Die legitimieren sich anders, ich bin nur Fan parlamentarischer Demokratie und ein Gegner von Volksentscheiden, da, wie sich hier auch öfters zeigt, viel mit Emotionen und wenig mit Reflektion und Sachverstand hantiert wird und das halte ich für kreuzgefährlich. Und nun Schluss bevor wieder der Mob aus dem Schrank geholt wird


----------



## Professor Tinca (24. März 2019)

Kochtopf schrieb:


> ich bin nur Fan parlamentarischer Demokratie und ein Gegner von Volksentscheiden,




Kannst du ja auch sein aber deshalb bitte nicht immer gleich Andersdenkende als "dumm" bezeichnen.
Das verhindert den Dialog(oder soll ihn verhindern?).

Es gibt nämlich auch gute Gründe für Volksabstimmungen, abseits von gegenseitigem "du-bist-du-dümmer-als-ich" Gehabe". 

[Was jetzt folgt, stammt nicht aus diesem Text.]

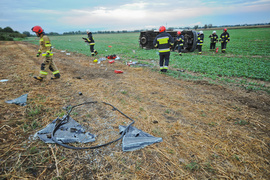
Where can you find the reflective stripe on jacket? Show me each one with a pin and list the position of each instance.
(225, 37)
(180, 40)
(214, 38)
(200, 39)
(44, 45)
(163, 41)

Naja....genug OT für heute.


----------



## eiswerner (24. März 2019)

immernoch A


----------



## Kochtopf (24. März 2019)

Ich sagte nicht das Andersdenkende dumm sind sondern dass die dummen in der Überzahl sind, das ist ein gewaltiger Unterschied, da durchaus auch dumme Menschen meine Meinung haben können


----------



## Lengspezi (24. März 2019)

A ist richtig.


----------



## zokker (24. März 2019)

Lengspezi schrieb:


> A ist richtig.





eiswerner schrieb:


> immernoch A



Ihr habt leider verloren.

@Professor Tinca, @[URL='https://www.anglerboard.de/members/kochtopf.190770/']Kochtopf  Demokratie gibt es eh nur auch dem Dorf.[/URL]


----------



## Krautangler (24. März 2019)

Die richtige Antwort ist A


----------



## Dorschbremse (24. März 2019)

Mein Posting war auch mehr im Sinne von

-auch Mehrheiten liegen oft falsch-

gemeint 

Und ja - im Dorf passiert sowas öfters!
Ich als Zugezogener Städter hefte das meist unter "Bauernschläue" ab 

@Krautangler- die Verlosung ist bereits durch


----------



## Over (24. März 2019)

Antwort A


----------



## zokker (24. März 2019)

Dorschbremse schrieb:


> ... Und ja - im Dorf passiert sowas öfters!
> Ich als Zugezogener Städter hefte das meist unter "Bauernschläue" ab



Zitat von *Andreas Popp*
"Der Begriff kommt aus dem altgriechischem und setzt sich aus zwei Teilen zusammen: *Demos*, was übersetzt „_das Dorf_“ bedeutet (und _nicht_ das Volk, wie es oft behauptet wird). *Kratein* könnte man am besten mit „herrschen“ übersetzen. Bei einer Demokratie handelt es sich also um ein sich selbst verwaltendes Dorf. Es ist also eindeutig, dass eine Demokratie nur in _kleinen autarken_ Einheiten funktionieren kann, da es ansonsten grundsätzlich auf eine Tyrannei hinausläuft."


----------



## Minimax (24. März 2019)

Ich versteh zwar nicht viel von Politik und so, aber eins weiss ich: Fischwaagen für ALLE wären ein Schritt in die richtige Richtung. Meine Meinung.


----------



## Dorschbremse (24. März 2019)

@zokker - und dann gab es gemäß Kästner noch einen Ort namens Schilda mitsamt seiner Schildbürger, wo so einiges ad absurdum geführt worden ist


----------



## Gelöschtes Mitglied 150887 (24. März 2019)

zokker schrieb:


> Zitat von *Andreas Popp*
> "Der Begriff kommt aus dem altgriechischem und setzt sich aus zwei Teilen zusammen: *Demos*, was übersetzt „_das Dorf_“ bedeutet (und _nicht_ das Volk, wie es oft behauptet wird). *Kratein* könnte man am besten mit „herrschen“ übersetzen. Bei einer Demokratie handelt es sich also um ein sich selbst verwaltendes Dorf. Es ist also eindeutig, dass eine Demokratie nur in _kleinen autarken_ Einheiten funktionieren kann, da es ansonsten grundsätzlich auf eine Tyrannei hinausläuft."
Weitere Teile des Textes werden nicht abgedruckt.